My schedule saw me attending the diaconate retreat; facilitating several funeral vigil services and rosaries (which made me late to two of our V Encuentro gatherings); witnessing freedom to marry papers being signed; meeting with parishioners and blessing an assortment of religious items.
I rationalized that I’m doing my part since I meet people all the time. I keep an open door policy at the parish and regularly stop what I’m doing to listen to those drop-ins who just happened by that day.
Yet the call to be a missionary disciple on the periphery made me question what steps I am taking to evangelize others and myself each and every day.
In Mt 8:20, Jesus tells the anxious young man who wanted to follow him that,
“Foxes have dens and birds of the sky have nests, but the Son of Man has nowhere to rest his head.”
Jesus spent little time sitting behind a desk or at the office. Jesus didn’t own an electronic device of any sort, yet he managed to encounter people who were on the periphery every day. He would rise and begin his day, walking the dusty roads of Palestine and talking to his disciples about the love and mercy of God.
So why, I wondered, am I sitting here in my office? Was I expecting Jesus to walk through my door? Why wasn’t I racking up ‘steps’ for the Lord? Or hanging out my “Gone Fishin’ sign and moseying over to the corner coffee shop where I might drop my net and encounter a stranger?

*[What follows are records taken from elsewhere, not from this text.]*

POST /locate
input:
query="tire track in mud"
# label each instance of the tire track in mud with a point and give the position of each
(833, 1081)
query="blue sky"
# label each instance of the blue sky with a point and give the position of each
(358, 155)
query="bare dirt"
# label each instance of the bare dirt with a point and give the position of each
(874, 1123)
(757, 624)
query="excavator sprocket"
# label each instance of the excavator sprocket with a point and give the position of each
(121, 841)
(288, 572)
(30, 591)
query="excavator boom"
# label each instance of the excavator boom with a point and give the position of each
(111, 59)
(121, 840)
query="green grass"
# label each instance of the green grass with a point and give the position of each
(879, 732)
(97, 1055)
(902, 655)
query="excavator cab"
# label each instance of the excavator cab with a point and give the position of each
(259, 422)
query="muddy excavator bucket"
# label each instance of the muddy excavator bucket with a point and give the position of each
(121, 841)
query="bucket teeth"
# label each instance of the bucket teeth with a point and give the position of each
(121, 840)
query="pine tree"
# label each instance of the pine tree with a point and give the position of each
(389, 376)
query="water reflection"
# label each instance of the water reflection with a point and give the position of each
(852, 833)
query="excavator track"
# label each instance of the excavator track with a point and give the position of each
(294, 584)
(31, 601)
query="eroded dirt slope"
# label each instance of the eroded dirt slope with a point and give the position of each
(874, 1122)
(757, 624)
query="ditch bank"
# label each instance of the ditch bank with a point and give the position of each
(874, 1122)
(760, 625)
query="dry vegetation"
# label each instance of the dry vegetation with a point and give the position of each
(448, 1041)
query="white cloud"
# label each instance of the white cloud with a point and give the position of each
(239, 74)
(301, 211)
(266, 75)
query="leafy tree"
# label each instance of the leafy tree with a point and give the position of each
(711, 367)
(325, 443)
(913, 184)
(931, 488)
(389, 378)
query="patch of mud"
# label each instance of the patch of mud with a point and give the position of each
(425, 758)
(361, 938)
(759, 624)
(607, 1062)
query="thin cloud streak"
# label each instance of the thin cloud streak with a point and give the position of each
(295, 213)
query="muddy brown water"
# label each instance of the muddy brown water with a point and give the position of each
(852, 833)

Each of us is called to discern how we will serve the Lord; some by going to the missions, others by supporting them through prayer, finances and/or becoming aware of the needs and telling friends and family members about the good work that is being done.
We just have to commit ourselves to get out of the boat (like Peter) and get our feet wet.
The occasional change of scenery may even do us some good!
John De Gano is a deacon at St. Catherine of Alexandria Parish in Riverside.